門外站著如一根旗杆般挺直的韓鋒,他手裏夾著根煙,借開門的機會跟徐嘉兒微一點頭算打過招呼。
“寧家那邊人都帶去了北邊,暫時沒信得過的,知道大小姐在這邊,你也在,就請董事長派我過來。”
張玄瞧瞧時間,心想韓鋒是開飛機過來的啊?
“我陪董事長在貴江辦事,就在縣城裏。”韓鋒解釋了句就問,“那人呢?”
“柴房關著,你跟我來吧。”
說完,張玄又進房將剩下幾張剛贏的錢收了,又對她們喊:“都別溜啊,等我回來繼續再戰。”

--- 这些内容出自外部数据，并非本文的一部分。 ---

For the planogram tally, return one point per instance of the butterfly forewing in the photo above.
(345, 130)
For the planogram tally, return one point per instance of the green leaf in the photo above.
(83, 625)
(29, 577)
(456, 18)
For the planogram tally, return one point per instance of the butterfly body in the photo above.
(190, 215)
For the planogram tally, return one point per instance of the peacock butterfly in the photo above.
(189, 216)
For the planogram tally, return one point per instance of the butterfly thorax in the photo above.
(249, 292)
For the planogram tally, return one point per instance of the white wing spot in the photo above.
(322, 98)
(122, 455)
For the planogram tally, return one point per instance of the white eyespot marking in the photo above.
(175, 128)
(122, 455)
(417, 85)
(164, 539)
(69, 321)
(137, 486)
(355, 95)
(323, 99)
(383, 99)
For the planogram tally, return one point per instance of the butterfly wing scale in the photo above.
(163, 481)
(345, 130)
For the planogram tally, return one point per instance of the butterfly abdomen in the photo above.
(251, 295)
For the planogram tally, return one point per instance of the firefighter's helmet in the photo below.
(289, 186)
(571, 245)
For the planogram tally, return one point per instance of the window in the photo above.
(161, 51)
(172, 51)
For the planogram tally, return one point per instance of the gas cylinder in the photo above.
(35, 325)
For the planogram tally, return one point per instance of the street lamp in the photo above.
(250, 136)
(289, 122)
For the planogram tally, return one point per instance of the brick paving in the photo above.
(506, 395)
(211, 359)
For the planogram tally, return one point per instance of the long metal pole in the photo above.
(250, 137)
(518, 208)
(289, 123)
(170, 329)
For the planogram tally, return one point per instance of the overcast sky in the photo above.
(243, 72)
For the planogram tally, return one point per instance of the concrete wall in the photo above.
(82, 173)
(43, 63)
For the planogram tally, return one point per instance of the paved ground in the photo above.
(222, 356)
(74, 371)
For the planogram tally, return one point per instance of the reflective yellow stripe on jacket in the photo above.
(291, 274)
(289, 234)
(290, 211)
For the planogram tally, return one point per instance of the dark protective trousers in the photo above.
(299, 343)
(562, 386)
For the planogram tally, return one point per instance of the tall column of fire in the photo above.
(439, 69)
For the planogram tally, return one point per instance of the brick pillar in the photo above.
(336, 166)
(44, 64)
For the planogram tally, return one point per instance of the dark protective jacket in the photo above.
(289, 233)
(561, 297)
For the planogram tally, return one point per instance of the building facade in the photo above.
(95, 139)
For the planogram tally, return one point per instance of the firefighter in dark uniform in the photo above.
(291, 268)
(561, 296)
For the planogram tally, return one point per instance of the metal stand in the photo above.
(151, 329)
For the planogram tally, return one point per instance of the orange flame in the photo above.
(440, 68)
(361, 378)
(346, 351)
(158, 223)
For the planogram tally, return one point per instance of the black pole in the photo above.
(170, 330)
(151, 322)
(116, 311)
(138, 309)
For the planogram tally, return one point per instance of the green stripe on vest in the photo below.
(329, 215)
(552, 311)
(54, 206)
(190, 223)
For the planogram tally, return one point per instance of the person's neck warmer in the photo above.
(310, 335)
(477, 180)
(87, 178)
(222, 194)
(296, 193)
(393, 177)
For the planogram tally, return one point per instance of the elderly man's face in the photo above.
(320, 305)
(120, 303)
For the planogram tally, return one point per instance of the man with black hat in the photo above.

“戰你個頭,睡覺了!”王蔓翻了翻眼,媚媚地起身,走回房去了。
張玄看韓鋒在那一臉疑惑,便說:“玩撲克,不是五P。”
“我知道!”
韓鋒心想我又沒眼瞎,桌上的撲克牌我看見了,我是想問,你贏了多少啊。
帶著他下樓來到後麵的柴房,就看見徐子東那兩個同事在那張望,便咳嗽聲走上去。
“小張啊,你看到子東了嗎?”這瘦高個的男人有點著急,這次來考察路線,都以徐子東馬首是瞻,他要不見了,這旅行社打電話來問也不知說什麽。
“人我是沒見著啊,但我先前見他跟個苗族的小姑娘在篝火旁說話,不會是去別的寨子了吧?”張玄張嘴就是胡話,那男的卻信以為真,僅有點懷疑的是,先前徐子東不是在泡寧果兒了嗎?瞧那架勢都快得手了,怎地又跟什麽苗族小姑娘去了?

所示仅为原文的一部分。